The electric fields at the point P due to the two charges are in opposite direction.

The point P is at a distance of $x$ from the charge $Q$.

If $E=0$ at P, then $E_Q=E_{2Q}$ at the point P

That is, $\frac{kQ}{x^2}=\frac{k\times 2Q}{{\left(l+x\right)}^2}$

Therefore, $2x^2={\left(l+x\right)}^2$ and $x^2-2lx-l^2=0$

Solving we get, $x=2.41l$

The point P lies at $2.41l$ away from $-Q$ and $3.41l$ away from $2Q$

If two charges having opposite sign are placed at a distance $l$ apart, then the point along the straight line joining the two charges where $E=0$ lies outside of the charges and at a distance of $2.41l$ away from the weaker charge and $3.41l$ away from the stronger charge.

To determine

Part(b)To Determine:

A point along the straight line that passes through two charges where $E=0$ when the signs of the charges are the same.

Answer to Problem 22Q

Solution:

The point along the straight line joining the two charges where $E=0$ lies in between the charges and at a distance of $0.41l$ away from the weaker charge and $0.59l$ away from the stronger charge if the charges have same sign and placed $l$ distance apart.

Explanation of Solution

Given Info:

The two charges $Q$ and $2Q$ are placed $l$ distance apart.

Formula Used:

The electric field at a point $r$ distance apart from a point charge $q$ is given by,

$E=\frac{kq}{r^2}$

Calculation:

Let both $Q$ and $2Q$ are positive. Since the two charges are of same sign then

the point at which $E=0$ lies in between the charges.
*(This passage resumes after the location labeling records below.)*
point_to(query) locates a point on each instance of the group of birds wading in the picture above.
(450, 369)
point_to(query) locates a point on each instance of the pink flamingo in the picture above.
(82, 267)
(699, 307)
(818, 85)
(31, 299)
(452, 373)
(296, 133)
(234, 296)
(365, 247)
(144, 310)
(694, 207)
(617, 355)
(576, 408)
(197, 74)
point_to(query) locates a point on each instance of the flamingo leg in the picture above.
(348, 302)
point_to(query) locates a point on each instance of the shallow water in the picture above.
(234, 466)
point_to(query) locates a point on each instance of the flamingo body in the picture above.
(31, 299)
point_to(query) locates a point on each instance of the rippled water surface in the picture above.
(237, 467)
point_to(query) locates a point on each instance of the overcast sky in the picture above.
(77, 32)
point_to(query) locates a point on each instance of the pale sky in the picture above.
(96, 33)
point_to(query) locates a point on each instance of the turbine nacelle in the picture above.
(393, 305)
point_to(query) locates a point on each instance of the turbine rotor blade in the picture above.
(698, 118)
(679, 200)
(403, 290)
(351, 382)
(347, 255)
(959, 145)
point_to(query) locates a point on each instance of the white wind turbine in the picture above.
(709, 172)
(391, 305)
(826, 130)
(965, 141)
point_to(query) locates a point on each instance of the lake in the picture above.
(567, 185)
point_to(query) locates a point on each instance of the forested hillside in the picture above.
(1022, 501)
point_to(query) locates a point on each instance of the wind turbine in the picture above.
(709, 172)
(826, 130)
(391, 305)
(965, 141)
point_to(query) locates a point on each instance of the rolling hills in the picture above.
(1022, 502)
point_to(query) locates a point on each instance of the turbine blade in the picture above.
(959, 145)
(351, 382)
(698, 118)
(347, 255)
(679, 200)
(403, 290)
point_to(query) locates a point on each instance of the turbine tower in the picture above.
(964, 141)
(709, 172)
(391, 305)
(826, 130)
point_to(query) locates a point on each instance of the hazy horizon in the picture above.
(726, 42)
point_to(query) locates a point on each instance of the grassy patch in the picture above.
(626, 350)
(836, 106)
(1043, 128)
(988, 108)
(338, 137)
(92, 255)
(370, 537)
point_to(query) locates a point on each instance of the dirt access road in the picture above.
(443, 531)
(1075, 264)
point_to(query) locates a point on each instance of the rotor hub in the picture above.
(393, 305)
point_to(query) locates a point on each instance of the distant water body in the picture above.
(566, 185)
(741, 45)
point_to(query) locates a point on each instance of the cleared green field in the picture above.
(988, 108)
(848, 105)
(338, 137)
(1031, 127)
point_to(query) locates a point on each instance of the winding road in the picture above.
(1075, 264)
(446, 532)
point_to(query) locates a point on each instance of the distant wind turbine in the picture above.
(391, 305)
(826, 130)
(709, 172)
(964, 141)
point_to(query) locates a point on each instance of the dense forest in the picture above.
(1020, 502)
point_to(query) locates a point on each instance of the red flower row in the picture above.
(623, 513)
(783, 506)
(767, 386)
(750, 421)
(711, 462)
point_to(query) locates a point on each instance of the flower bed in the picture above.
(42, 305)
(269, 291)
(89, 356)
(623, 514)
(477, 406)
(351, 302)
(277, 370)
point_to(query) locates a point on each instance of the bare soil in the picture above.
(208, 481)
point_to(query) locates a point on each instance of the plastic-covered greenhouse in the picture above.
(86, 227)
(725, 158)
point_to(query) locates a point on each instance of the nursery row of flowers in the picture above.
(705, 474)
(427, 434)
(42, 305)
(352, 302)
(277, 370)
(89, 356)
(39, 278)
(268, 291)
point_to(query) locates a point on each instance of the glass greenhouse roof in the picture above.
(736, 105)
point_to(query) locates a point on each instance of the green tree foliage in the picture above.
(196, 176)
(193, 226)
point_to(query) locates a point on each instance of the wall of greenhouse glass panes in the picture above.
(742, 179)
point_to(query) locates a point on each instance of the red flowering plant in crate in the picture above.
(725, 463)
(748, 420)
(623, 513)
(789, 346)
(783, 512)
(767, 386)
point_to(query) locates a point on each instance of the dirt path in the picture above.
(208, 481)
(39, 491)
The electric fields at the point P due to the two charges are in opposite direction.

The point P is at a distance of $x$ from the charge $Q$.

If $E=0$

at P, then $E_Q=E_{2Q}$ at the point P

That is, $\frac{kQ}{x^2}=\frac{k\times 2Q}{{\left(l-x\right)}^2}$

Therefore, $2x^2={\left(l-x\right)}^2$ and $x^2+2lx-l^2=0$

Solving we get, $x=0.41l$

The point P lies at $0.41l$ away from $Q$ and $0.59l$ away from $2Q$

If two charges having same sign are placed at a distance $l$ apart, then the point along the straight line joining the two charges where $E=0$ lies in between the charges and at a distance of $0.41l$ away from the weaker charge and $0.59l$ away from the stronger charge.